At Chicago's Hazelden Betty Ford clinic, the pandemic forced all treatment to go virtual, adding an obstacle for those who rely on human contact to get better.
"The remedy really is to engage with people," Mahoney said. "That's the number one antidote to substance abuse and mental health problems and that's exactly what we can't do now so it's a real problem."
In the first four months of 2020, EMS calls for opioid overdoses spiked 72% from the year before, according to Chicago Department of Public Health.

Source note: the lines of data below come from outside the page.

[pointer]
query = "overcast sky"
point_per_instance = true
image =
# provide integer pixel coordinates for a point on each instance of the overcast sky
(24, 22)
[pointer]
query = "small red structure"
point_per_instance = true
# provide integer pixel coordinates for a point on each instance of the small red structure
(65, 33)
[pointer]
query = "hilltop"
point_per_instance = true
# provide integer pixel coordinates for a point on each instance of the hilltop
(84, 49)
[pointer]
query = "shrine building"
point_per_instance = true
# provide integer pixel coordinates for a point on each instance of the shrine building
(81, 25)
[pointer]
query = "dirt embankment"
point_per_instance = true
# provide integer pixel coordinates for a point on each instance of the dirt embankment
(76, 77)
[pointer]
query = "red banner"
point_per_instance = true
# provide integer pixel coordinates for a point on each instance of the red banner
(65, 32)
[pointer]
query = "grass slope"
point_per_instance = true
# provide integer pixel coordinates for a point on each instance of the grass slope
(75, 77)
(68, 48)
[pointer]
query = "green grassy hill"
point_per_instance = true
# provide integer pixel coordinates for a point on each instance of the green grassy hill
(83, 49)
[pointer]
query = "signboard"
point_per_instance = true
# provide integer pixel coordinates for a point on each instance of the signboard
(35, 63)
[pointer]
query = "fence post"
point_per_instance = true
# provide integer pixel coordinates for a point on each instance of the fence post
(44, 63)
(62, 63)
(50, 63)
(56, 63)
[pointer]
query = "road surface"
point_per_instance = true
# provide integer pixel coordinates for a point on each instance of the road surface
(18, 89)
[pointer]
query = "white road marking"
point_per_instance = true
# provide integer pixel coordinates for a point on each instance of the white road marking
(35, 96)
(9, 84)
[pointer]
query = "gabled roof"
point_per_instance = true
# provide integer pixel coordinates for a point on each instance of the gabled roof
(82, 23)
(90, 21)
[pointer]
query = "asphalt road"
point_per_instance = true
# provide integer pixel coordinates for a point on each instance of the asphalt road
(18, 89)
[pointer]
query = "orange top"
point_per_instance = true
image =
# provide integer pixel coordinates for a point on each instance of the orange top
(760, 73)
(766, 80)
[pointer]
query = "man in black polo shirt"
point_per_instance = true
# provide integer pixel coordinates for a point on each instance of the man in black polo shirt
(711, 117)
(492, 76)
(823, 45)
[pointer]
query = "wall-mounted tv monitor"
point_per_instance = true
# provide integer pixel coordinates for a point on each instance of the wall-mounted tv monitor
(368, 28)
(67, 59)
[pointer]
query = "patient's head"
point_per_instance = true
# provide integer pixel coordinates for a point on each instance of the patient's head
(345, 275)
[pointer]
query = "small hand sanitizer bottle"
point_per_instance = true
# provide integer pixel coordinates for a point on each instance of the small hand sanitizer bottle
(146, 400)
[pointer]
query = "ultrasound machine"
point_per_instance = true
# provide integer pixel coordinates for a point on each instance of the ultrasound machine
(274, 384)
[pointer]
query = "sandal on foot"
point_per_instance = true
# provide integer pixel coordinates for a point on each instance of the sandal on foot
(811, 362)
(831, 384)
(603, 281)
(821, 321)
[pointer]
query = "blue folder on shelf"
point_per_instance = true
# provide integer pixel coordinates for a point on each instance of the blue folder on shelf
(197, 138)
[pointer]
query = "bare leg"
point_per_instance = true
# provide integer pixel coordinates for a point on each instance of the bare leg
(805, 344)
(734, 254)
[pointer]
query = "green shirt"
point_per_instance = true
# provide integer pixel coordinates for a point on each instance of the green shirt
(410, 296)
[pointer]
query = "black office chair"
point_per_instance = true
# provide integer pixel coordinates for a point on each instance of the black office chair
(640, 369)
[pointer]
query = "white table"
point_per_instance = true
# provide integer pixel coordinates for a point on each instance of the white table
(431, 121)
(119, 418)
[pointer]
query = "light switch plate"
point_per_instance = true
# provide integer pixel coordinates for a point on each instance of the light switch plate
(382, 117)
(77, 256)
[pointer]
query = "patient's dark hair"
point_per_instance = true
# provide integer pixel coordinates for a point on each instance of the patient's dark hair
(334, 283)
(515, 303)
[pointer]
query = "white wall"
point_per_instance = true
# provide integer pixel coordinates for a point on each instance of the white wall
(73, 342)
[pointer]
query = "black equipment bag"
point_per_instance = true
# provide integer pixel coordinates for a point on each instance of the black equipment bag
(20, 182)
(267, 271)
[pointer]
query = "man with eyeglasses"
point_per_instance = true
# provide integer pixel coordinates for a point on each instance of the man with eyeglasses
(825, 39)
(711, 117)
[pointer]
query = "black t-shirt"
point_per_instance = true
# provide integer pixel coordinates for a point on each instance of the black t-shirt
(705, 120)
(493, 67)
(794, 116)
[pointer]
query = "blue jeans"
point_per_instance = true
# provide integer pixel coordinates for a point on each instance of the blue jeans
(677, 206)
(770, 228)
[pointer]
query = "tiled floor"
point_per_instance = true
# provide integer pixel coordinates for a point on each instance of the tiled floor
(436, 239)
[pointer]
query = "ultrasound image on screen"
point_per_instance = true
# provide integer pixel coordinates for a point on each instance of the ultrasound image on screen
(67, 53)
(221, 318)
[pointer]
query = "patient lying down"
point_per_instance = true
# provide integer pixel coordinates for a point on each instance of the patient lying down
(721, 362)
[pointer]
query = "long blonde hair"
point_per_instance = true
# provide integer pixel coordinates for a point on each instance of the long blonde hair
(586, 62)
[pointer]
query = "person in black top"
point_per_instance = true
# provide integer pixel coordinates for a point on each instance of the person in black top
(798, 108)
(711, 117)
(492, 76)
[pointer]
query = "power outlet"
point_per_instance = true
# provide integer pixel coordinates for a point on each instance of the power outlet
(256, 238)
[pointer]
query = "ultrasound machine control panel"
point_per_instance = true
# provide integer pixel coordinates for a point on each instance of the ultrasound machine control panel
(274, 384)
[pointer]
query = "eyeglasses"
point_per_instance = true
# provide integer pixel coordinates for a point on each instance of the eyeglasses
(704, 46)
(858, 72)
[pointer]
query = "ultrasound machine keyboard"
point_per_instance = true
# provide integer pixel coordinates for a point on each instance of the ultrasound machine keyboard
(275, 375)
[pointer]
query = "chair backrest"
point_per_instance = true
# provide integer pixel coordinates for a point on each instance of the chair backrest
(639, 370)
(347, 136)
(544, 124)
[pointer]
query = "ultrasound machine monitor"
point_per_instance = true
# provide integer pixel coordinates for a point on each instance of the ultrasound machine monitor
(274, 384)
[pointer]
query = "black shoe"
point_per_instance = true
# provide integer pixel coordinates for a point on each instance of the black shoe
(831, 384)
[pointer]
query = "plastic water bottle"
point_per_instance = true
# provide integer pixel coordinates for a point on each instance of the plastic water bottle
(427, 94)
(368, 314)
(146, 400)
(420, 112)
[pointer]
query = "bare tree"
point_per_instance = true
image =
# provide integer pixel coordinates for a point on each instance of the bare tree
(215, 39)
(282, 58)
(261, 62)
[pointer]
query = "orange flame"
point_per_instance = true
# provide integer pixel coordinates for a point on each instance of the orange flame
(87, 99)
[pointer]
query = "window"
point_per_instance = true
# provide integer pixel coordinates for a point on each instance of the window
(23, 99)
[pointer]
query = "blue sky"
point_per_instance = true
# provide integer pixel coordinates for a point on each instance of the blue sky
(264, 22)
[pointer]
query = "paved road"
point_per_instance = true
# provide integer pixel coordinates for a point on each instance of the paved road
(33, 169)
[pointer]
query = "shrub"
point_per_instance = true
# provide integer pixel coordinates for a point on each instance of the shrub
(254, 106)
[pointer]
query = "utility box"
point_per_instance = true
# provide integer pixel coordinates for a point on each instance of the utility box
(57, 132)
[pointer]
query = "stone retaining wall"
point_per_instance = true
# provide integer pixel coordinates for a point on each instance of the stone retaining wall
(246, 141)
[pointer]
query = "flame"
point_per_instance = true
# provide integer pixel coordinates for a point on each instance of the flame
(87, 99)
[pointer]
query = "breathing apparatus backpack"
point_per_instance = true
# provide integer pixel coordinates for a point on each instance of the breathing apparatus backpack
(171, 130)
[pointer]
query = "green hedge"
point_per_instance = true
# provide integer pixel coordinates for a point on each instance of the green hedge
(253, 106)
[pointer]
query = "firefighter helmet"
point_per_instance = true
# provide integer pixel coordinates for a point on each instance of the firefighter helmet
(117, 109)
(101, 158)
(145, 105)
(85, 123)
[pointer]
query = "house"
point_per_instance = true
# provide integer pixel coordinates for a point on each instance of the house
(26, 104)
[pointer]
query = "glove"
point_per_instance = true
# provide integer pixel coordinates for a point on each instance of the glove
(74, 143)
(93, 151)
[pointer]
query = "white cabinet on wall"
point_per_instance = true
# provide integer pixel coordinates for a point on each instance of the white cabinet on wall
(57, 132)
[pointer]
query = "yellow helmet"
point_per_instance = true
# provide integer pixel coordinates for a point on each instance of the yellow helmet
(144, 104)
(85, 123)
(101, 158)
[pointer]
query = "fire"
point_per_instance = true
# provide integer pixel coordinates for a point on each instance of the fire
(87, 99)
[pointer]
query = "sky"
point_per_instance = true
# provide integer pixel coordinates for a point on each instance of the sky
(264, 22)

At least 331 people died in that time, which is a 35% increase from 2019.
"People are scared that if they go to a treatment center they are going to develop COVID [and] if they go to outpatient, they are going to develop COVID," Britton said.
Britton's agency helps 9,000 clients per day, but since the pandemic hit in mid-March, the assistance has shifted primarily to video.
Despite moving online, there is an inevitable loss of effectiveness, and he said the drug pipeline has been altered by the pandemic.
"So the uncertainty of what you are using has increased dramatically," he said, "it has more fentanyl - 90% of the overdose deaths have fentanyl in them."
A Safe Haven, who has 25 facilities for addiction treatment in the Chicago region, stood up the first city-approved isolation center for the homeless battling addiction.
"To have people that are diagnosed with behavioral health care issues or opiate overdose issues, to a place that is actually designed to help them get on a path to recovery, jobs and permanent housing," said A Safe Haven Founder, Neli Vazquez Rowland about their efforts.
The doctor and administrator both believe opioid overdoses are only going to increase as the pandemic marches on. They say the answer is to remember services are still there to help, and people need to solicit care for the ones they love that they know have a problem.
While it is a bit more challenging to find these days, there is still help out there. Those in need can call the Statewide helpline 833-2FINDHELP to be connected to treatment resources in your area.